Smoke from deadly, raging forest fires in Mexico is traveling more than 1,000 miles north into Arizona, causing teary eyes and reduced visibility in Tucson, the National Weather Service said Tuesday.

"We can see that. Some of that is coming from Mexico up through the Gulf of California and then coming up into southeastern Arizona," said Bob Berkovitz, meteorologist for the Weather Service in Phoenix, after scanning satellite images.Because of high clouds, it was difficult to say how much of the haze, if any, was reaching into the Phoenix area, Berkovitz said.

But in Tucson, meteorologist Jim Meyer said the haze from the forest fires had reduced visibility, though not enough to affect aircraft traffic.

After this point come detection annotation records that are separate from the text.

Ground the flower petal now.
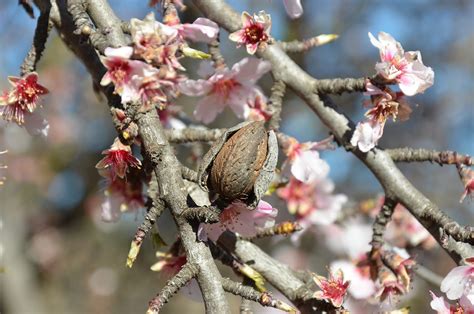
[291,150,329,183]
[181,17,219,43]
[283,0,303,19]
[232,57,272,84]
[194,94,225,124]
[178,79,212,96]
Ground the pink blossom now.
[364,80,412,125]
[148,0,186,10]
[284,137,333,183]
[199,201,278,241]
[176,17,219,44]
[430,291,452,314]
[369,32,434,96]
[283,0,303,19]
[441,257,474,302]
[229,11,272,55]
[179,57,270,123]
[313,269,349,308]
[430,291,474,314]
[95,138,141,181]
[351,120,384,153]
[277,178,347,227]
[7,72,49,113]
[100,46,148,94]
[130,12,184,71]
[0,72,49,136]
[330,260,375,300]
[151,251,186,278]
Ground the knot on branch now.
[181,206,220,223]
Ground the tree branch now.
[222,278,296,313]
[194,0,474,263]
[385,147,473,166]
[37,0,229,313]
[20,5,53,76]
[268,80,286,131]
[146,263,199,314]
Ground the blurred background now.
[0,0,474,314]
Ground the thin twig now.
[147,263,199,314]
[165,128,226,144]
[278,34,339,52]
[181,207,219,223]
[314,77,366,95]
[268,80,286,130]
[385,147,473,166]
[241,221,303,241]
[371,196,397,249]
[222,278,296,313]
[208,39,226,69]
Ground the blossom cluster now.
[0,72,49,136]
[351,32,434,152]
[101,13,219,109]
[277,137,347,231]
[96,138,145,221]
[430,257,474,314]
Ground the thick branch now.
[137,111,229,313]
[147,263,199,314]
[41,0,229,313]
[385,147,473,166]
[222,278,296,313]
[194,0,474,262]
[219,232,327,310]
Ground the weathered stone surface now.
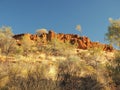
[13,30,114,52]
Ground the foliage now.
[107,52,120,89]
[106,18,120,47]
[0,26,16,56]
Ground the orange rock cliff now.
[13,30,114,52]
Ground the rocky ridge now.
[13,30,114,52]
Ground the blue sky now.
[0,0,120,43]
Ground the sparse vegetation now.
[0,27,120,90]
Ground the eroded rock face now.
[13,30,114,52]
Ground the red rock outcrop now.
[13,30,114,52]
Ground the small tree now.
[105,18,120,47]
[0,26,15,57]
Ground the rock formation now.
[13,30,114,52]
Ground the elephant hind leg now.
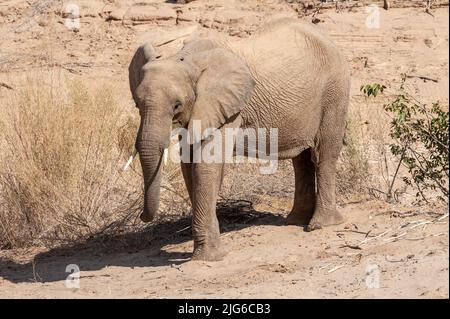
[287,148,316,226]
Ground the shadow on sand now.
[0,200,285,283]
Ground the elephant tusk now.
[123,150,137,172]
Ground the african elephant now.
[129,18,350,260]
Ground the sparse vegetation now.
[0,73,145,248]
[360,75,449,202]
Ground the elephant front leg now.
[192,163,224,261]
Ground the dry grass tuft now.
[0,73,147,248]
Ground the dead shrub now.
[0,72,146,248]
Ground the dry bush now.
[0,72,148,248]
[336,112,370,199]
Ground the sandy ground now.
[0,0,449,298]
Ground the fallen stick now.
[359,229,391,245]
[339,243,362,250]
[0,82,14,90]
[384,232,407,242]
[406,75,439,83]
[328,265,344,274]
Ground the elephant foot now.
[192,244,226,261]
[306,210,346,232]
[286,209,314,226]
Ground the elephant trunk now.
[136,118,170,223]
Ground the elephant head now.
[129,39,255,222]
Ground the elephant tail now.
[342,121,348,146]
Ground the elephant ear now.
[128,43,158,107]
[188,48,255,142]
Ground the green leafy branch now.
[360,75,449,202]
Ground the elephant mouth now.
[172,120,183,129]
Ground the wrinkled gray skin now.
[129,19,350,260]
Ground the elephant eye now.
[173,101,181,111]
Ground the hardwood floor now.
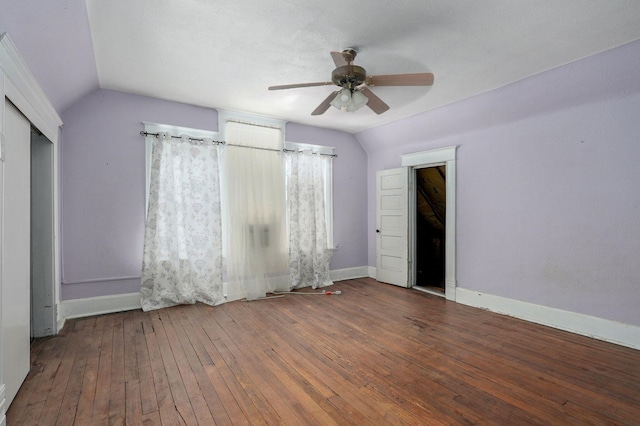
[7,279,640,426]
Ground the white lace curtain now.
[286,151,333,288]
[141,123,333,311]
[223,122,289,300]
[141,133,224,311]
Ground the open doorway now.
[31,125,56,339]
[413,164,447,296]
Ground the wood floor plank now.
[7,278,640,426]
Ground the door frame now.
[0,33,63,426]
[400,145,457,301]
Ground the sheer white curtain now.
[223,122,289,300]
[287,151,333,288]
[141,133,224,311]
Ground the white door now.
[376,167,410,287]
[2,100,31,407]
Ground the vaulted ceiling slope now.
[0,0,640,133]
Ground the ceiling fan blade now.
[331,50,354,67]
[311,90,340,115]
[367,72,433,86]
[269,81,333,90]
[360,87,389,115]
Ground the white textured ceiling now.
[87,0,640,133]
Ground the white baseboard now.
[58,266,368,322]
[60,293,141,324]
[331,266,369,281]
[0,382,7,426]
[456,288,640,349]
[367,266,377,280]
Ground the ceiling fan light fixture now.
[331,88,369,112]
[347,90,369,112]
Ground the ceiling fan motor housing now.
[331,65,367,89]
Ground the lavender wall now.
[61,90,367,300]
[356,42,640,325]
[0,0,98,114]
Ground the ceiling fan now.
[269,48,433,115]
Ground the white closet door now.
[376,167,409,287]
[2,99,31,407]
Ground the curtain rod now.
[140,130,338,158]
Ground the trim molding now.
[60,266,370,322]
[60,292,141,319]
[456,288,640,349]
[0,33,62,144]
[367,266,378,280]
[0,383,7,426]
[331,266,369,281]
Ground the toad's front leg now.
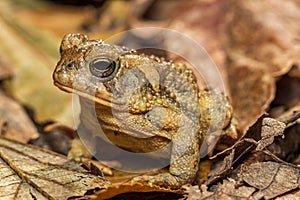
[133,117,200,188]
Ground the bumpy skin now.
[53,34,237,187]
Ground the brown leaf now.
[0,90,39,142]
[0,56,14,80]
[256,117,286,150]
[0,137,108,200]
[241,162,300,199]
[224,0,300,131]
[97,183,183,200]
[0,0,73,126]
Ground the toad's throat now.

"It's been a little bit hazy the last couple of days," Meyer said. The haze was worst on Monday, when it was difficult to see the Santa Catalina Mountains, just north of Tucson, he said.

Visibility was cut in half Monday, from a norm of up to 50 miles, to just 25 miles, Meyer said. Tuesday, visibility was only 30 miles, and some Tucsonans were reporting teary eyes from the smoke, he said.

Berkovitz said the haze will be short-lived. By Thursday, cooler and dryer air from the Pacific will move west, blowing out the smoke.

Still, Weather Service observers were amazed that the haze could travel so far, funneled along the Sierra Madres from southern Mexico, where El Nino has produced just the opposite effects as the cool, moist weather Arizona's have enjoyed this spring.

The most devastating wildfires in seven decades are raging across Mexico and Central America, gobbling millions of acres of forests and grasslands, closing international airports and pushing blankets of smoke into Texas and gritty haze as far away as Oklahoma, Wisconsin and Georgia.

Smoke from the fires has forced government officials in Mexico and Texas to declare health emergencies, and it was blamed for an airplane crash in Guatemala this weekend that killed three people.

At least 50 people have died in Mexico as a result of the fires, most of them while battling the blazes.

The fires, which are burning across the region from Nicaragua north through El Salvador, Honduras, Guatemala and throughout Mexico, are threatening centuries-old Mayan ruins in Guatemala and have incinerated monkeys, birds and rare plants in some of Mexico's most fragile areas.

The fires have been burning for months, but fed by El Nino-driven drought, have intensified recently.